3. Totally agree, healthcare headwinds are horrible right now. I dislike the fact that their revenues can be impacted on any given day by a government decision. This goes for a quite a few sectors. But yes, this is a negative.
Well said on your second point. There could be so much more benefit than cost if executed properly however that being said most of companies out there probably don’t execute properly so cutting things clean (i.e. owning 100%) would make more senses. I am low-balling my bid so if it gets executed, great, if not, it is alright considering there could be further pressure down the road by tax loss sales.
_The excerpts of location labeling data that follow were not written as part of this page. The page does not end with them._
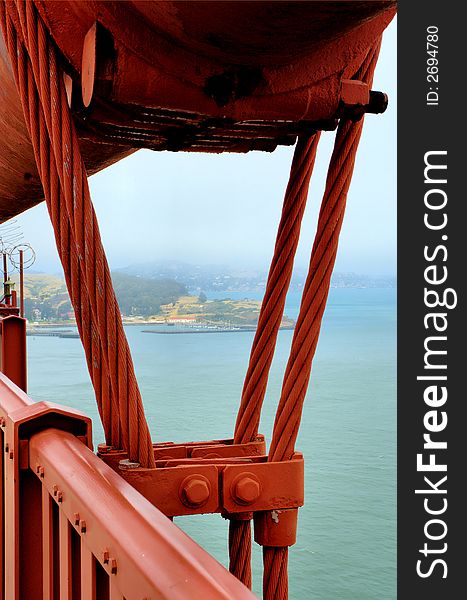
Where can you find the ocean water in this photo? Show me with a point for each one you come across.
(191, 385)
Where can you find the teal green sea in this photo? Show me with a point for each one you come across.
(191, 385)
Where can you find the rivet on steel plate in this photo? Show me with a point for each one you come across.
(195, 491)
(246, 489)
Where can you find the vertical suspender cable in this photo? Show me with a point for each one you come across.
(63, 175)
(270, 317)
(297, 373)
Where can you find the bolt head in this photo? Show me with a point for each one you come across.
(247, 490)
(195, 492)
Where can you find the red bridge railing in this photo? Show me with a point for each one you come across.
(72, 528)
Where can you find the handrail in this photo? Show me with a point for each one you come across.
(75, 528)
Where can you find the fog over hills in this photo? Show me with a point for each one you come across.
(219, 278)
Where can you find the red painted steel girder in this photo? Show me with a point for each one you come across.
(153, 557)
(214, 77)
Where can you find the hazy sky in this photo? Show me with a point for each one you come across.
(224, 209)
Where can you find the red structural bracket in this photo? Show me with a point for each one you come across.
(13, 348)
(166, 451)
(227, 485)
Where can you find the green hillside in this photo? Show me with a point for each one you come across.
(46, 296)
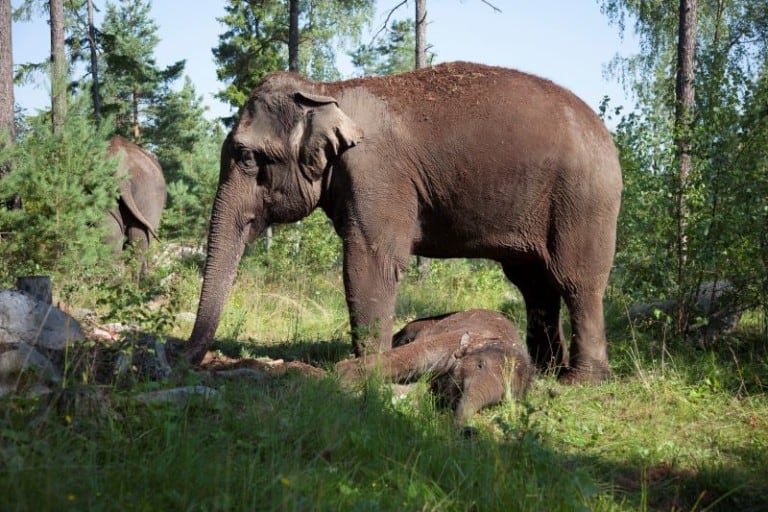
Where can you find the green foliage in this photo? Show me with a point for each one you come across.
(395, 54)
(255, 43)
(66, 185)
(192, 184)
(727, 189)
(177, 125)
(132, 82)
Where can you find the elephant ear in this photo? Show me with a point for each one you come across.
(325, 134)
(463, 344)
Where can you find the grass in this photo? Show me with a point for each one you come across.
(679, 428)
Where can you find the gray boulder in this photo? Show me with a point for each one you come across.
(24, 319)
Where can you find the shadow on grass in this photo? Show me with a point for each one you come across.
(635, 485)
(287, 444)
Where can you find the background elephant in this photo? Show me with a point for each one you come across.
(476, 357)
(457, 160)
(136, 216)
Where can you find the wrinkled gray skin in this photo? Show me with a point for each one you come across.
(457, 160)
(136, 216)
(476, 357)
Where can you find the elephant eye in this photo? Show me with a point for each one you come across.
(246, 160)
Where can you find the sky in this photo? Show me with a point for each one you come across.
(567, 41)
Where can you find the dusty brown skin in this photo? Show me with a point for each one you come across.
(476, 357)
(458, 160)
(136, 217)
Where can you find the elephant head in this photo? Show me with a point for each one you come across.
(272, 167)
(476, 358)
(485, 373)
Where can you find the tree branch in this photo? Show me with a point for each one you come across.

I can see a good value on this as a short-mid term trade…
I especially liked this blog posting.It is very timely for me as I am transferring to a dividend growth style.
I am doing this because I am nervous of the overvalued market and want the stability provided by dividends.
byw, I have noticed you give valuable information about your research on the “don’t fuck with Donville” site.
Why don’t you do that at your own site?
Cheers.W.
Dividend growth style is pretty good as long as you stick to higher quality, less resource oriented and established dividend aristocrats that have many super products.
Haha Penetrator’s site is one of my favorites so I don’t mind providing my inputs for his blog success. Thanks for your recognition though! Cheers buddy! Come often and hang out!